Em seu novo disco, Marcelo D2 rasura as fronteiras entre o samba e o rap, como resultado de uma caminhada começada 25 anos atrás!
“Não sei se sirvo o rap ou o rap quem me serve” Marcelo D2
Nono disco de estúdio do MC e sambista Marcelo D2, IBORU chegou ontem – 14/06 às plataformas digitais. O disco que conta com 16 faixas e participações de nomes como Alcione, Mumuzinho, Metá Metá, Rodrigo Campos entre outros, já se configura como um dos trabalhos mais interessantes lançados no rap e no samba nacionais este ano. O já senhor Marcelo D2, aos 56 anos, não oferece ao público nenhum sinal de cansaço e muito menos de estagnação criativa.
Ouvir IBORU é reconstituir um trajeto que este ano completa 25 anos e que vem construindo uma história própria dentro do rap e do samba nacional. Nacionalmente conhecido a partir da metade dos anos 90 do século passado com o Planet Hemp, Marcelo D2 em sua carreira solo inaugurou um caminho estético até então pouco explorado ao unir suas rimas aos samples de samba.
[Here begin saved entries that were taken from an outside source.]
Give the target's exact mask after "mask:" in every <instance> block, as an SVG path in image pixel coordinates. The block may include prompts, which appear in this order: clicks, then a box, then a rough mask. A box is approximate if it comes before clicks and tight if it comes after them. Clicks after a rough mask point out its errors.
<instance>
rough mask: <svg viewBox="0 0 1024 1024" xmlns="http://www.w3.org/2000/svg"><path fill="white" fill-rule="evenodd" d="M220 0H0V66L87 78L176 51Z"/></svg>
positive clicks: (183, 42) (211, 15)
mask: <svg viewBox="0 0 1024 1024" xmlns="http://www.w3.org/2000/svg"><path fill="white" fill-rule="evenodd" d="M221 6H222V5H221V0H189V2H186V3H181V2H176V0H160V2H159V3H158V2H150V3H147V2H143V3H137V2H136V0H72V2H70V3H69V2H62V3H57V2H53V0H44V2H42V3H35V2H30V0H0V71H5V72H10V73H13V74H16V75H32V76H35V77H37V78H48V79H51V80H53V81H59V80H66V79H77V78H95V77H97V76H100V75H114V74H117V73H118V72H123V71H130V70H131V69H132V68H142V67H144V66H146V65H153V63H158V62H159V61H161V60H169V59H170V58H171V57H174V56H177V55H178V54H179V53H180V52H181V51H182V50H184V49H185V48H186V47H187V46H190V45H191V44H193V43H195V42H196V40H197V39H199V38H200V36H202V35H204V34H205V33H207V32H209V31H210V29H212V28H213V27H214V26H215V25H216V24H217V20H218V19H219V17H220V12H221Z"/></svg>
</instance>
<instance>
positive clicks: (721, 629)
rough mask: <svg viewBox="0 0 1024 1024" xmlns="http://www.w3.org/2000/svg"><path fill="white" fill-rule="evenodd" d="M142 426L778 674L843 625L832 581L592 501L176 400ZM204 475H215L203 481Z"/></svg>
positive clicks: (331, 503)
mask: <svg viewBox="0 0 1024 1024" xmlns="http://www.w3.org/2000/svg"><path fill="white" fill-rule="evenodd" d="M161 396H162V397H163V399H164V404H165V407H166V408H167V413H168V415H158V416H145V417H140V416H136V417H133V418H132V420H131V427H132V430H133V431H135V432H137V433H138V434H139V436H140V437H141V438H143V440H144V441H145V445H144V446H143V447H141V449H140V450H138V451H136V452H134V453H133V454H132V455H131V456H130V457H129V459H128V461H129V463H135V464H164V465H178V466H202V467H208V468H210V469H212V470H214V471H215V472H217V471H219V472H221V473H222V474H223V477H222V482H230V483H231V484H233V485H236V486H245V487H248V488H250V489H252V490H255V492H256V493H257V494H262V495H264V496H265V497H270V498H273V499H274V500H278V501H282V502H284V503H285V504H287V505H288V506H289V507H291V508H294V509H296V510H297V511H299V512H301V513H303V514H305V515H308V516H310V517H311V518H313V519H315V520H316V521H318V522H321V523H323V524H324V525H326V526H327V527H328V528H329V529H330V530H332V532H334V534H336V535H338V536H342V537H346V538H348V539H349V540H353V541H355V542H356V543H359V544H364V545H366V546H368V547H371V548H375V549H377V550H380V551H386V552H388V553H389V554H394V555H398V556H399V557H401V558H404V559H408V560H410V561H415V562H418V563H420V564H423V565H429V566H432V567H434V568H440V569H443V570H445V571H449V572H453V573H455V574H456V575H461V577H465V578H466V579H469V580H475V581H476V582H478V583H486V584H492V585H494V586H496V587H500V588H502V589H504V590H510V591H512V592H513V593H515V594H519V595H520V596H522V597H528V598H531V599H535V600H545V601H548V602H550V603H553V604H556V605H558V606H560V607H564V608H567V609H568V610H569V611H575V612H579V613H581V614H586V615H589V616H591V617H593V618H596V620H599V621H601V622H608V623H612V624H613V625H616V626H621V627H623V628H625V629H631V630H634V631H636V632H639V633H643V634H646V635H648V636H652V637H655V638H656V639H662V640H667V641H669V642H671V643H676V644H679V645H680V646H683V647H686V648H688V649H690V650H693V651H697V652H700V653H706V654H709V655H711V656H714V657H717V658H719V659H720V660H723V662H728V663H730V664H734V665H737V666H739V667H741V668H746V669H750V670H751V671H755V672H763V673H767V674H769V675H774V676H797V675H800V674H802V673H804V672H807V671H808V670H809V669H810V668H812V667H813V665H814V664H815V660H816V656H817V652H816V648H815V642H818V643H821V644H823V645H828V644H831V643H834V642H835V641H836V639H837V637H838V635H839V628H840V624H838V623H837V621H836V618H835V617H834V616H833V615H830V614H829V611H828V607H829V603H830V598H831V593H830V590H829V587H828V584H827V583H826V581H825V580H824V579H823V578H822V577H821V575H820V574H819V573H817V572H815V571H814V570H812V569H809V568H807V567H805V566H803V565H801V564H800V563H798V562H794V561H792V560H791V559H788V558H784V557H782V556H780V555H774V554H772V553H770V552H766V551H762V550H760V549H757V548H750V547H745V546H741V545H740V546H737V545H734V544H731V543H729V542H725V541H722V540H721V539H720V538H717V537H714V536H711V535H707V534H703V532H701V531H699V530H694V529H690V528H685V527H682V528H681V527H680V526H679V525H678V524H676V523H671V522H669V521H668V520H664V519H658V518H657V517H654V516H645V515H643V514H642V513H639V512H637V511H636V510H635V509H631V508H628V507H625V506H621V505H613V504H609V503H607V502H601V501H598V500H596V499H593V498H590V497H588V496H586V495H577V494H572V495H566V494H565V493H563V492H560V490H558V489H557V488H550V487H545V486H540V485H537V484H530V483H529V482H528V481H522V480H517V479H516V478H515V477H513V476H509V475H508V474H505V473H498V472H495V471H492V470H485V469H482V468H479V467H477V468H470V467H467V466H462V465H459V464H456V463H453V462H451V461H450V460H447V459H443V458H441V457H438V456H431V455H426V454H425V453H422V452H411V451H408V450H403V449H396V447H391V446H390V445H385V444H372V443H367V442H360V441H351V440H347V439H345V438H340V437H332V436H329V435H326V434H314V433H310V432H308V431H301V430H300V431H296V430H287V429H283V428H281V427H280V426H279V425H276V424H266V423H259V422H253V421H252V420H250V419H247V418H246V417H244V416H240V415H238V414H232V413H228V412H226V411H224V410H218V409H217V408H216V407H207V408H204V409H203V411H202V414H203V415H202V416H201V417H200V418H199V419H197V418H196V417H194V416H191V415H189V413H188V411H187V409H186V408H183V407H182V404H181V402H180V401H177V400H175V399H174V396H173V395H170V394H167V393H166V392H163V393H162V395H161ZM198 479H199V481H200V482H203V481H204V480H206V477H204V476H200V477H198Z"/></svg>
E talvez seja através da noção de sample, a pista fundamental através da qual possamos não apenas entender essa sua trajetória como também o próprio desenvolvimento de sua obra. Com certeza, não são apenas as rimas e batidas que definem o Rap, afinal historicamente essa dupla já existia nas expressões afro diaspóricas, seja no Repente ou no Partido Alto brasileiros, ou em artistas como Pigmeat Markham e Gil Scott Heron, ou no dancehall jamaicano.
O sample por sua vez remete-nos às experimentações nos anos 40 do século XX em uma operação de ruptura com as formas tradicionais de produção estética ao produzir música através de ruídos, de sons urbanos e ou retirados de “instrumentos” não convencionais como sons de trem, martelos, xícaras quebrando etc. Procedimento Inicialmente criado por Pierre Schaeffer através da escola de música de vanguarda que ficou conhecida como música concreta, foi logo após nos anos 60 absorvida por grupos de música pop como os Beatles na Inglaterra e os Mutantes no Brasil, por exemplo.
A cultura Hip-Hop ao transformar o toca-discos e transformá-lo em um objeto musical e não mais apenas em um reprodutor sonoro, ao juntar as rimas e batidas com o sample e com a produção de ruídos – scratch – transformados em signos musicais, uniu esses elementos oriundos de diversas tradições e criou o modo próprio de criação estética do rap. Mas o que isso tem haver com com o novo disco do Marcelo D2?
“Para fazer o futuro precisamos resgatar o passado, então vamos lá, a hora é essa”
Já na faixa de abertura de IBORU, contando com a produção de Barba Negra, a inserção de samples em um “beat” drumless mais “brasileiramente” produzido dos últimos tempos, as rimas de D2 nos dão pistas interessantes sobre a construção desse novo disco. Se por um lado ele se insere em sua própria tradição de rap com samba, ao mesmo tempo é uma espécie de continuação de Assim tocam OS MEUS TAMBORES (2020) por outros meios.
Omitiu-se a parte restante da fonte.